Rubin has two dies with 25 petaFLOPs per die, NVLink interconnect and 288GB of HBM4 high-speed reminiscence. The Rubin CPX has one die with 30 petaFLOPS of efficiency, no NVLink and 128GB of GDDR7 reminiscence. So Rubin CPX is perfect for particular excessive context wants that don’t want lots of reminiscence. CPX will probably be cheaper than the usual Rubin however Nvidia wouldn’t say how a lot.
To course of video, AI fashions can take as much as a million tokens for an hour of content material, which may take many hours if not days to generate. The extra tokens the system can generate, the bigger scale processing it could possibly do.
Rubin CPX delivers as much as 30 petaflops of compute with NVFP4 precision. It options 128GB of GDDR7 reminiscence somewhat than the same old HBM reminiscence, which is costlier than GDDR7. Nvidia says that the GDDR7 has sufficient efficiency, and that Rubin CPX delivers thrice quicker consideration capabilities in contrast with GB300 NVL72 techniques.
Rubin CPX is obtainable in a number of configurations, together with the Vera Rubin NVL144 CPX, that may be mixed with the Quantum‐X800 InfiniBand scale-out compute cloth or the Spectrum-XTM Ethernet networking platform with Nvidia Spectrum-XGS Ethernet expertise and Nvidia ConnectX-9 SuperNICs.

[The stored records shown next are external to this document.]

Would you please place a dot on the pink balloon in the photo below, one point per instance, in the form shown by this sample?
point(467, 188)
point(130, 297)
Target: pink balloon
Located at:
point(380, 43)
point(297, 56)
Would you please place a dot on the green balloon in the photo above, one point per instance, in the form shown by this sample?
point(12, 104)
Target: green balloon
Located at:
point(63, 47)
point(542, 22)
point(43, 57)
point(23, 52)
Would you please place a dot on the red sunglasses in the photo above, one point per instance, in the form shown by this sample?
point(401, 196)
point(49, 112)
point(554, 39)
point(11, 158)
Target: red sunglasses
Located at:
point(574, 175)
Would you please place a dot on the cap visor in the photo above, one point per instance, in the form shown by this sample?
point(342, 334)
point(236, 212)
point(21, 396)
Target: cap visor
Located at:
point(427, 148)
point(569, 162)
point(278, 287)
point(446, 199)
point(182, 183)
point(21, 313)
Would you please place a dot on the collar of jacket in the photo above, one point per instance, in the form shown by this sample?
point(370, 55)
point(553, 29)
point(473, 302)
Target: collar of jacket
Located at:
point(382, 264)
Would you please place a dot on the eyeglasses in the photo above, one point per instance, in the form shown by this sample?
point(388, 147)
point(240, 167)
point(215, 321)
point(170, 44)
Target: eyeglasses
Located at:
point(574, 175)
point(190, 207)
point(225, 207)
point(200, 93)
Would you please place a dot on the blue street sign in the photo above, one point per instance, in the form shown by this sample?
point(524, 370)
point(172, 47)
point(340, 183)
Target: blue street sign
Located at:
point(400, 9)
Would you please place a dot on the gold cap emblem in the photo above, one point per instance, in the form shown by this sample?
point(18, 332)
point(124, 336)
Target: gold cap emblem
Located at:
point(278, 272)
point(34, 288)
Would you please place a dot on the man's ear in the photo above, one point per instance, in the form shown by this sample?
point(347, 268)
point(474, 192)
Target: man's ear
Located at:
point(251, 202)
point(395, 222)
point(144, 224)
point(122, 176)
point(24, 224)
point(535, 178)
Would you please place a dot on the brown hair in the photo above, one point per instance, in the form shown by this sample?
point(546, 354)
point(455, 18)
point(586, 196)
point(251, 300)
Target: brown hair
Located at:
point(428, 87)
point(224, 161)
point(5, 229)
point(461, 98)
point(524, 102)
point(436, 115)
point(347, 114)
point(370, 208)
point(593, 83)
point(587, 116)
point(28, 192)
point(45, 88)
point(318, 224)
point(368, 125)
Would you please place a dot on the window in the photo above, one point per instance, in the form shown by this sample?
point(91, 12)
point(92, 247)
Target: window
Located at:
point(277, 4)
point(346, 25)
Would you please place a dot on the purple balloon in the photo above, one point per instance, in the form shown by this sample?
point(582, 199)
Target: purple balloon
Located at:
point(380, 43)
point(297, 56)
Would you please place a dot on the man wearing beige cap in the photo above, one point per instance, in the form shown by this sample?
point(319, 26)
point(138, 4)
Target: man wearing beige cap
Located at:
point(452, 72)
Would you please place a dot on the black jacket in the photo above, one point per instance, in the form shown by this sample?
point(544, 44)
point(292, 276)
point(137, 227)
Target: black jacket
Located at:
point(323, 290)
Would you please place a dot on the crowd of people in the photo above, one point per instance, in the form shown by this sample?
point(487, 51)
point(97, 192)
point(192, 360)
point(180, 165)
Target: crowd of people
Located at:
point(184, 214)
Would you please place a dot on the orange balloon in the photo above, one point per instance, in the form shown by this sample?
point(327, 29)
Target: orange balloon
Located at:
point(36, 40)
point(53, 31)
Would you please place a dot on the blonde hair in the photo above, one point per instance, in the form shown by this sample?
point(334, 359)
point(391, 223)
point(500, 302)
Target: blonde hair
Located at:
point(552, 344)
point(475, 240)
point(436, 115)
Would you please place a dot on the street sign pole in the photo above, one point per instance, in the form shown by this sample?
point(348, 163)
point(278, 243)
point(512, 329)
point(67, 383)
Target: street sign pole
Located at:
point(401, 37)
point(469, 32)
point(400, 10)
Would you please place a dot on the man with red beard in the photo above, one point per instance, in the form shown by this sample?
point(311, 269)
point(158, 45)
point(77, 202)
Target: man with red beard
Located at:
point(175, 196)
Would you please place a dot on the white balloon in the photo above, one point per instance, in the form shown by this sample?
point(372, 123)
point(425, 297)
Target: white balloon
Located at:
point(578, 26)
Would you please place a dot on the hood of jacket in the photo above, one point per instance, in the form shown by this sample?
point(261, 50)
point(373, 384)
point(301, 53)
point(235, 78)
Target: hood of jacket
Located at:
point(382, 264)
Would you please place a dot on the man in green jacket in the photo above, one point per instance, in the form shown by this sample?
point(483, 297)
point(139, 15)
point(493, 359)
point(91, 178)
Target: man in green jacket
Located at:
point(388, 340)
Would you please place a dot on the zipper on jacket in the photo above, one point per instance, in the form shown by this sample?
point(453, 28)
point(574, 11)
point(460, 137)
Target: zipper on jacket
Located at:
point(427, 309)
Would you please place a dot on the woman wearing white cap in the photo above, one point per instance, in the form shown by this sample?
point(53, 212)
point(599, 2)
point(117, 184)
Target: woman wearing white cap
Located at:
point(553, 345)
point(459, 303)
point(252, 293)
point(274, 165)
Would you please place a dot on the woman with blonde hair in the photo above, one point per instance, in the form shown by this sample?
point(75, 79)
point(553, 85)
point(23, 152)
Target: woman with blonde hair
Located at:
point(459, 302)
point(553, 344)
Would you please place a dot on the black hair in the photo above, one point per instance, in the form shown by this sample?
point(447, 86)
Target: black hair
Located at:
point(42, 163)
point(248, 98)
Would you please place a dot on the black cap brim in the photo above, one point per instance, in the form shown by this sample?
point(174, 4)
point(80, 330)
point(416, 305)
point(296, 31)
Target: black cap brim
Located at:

Nvidia can also be saying a brand new Vera Rubin NVL 144 CPX rack. Narasimhan mentioned the NVL 144 CPX permits AI service suppliers to dramatically enhance their profitability by delivering $5 billion of income for each $100 million invested in infrastructure.
It is available in two configurations: single rack, with 144 Rubin CPX GPUs, 144 Rubin GPUs, and 36 Vera CPUs for 8 exaFLOPs of NVFP4 compute and 100TB of quick reminiscence and 1.7 PB/s of reminiscence bandwidth. Nvidia mentioned it’s 7.5 occasions quicker than the present top-of-the-line GB300 NVL72.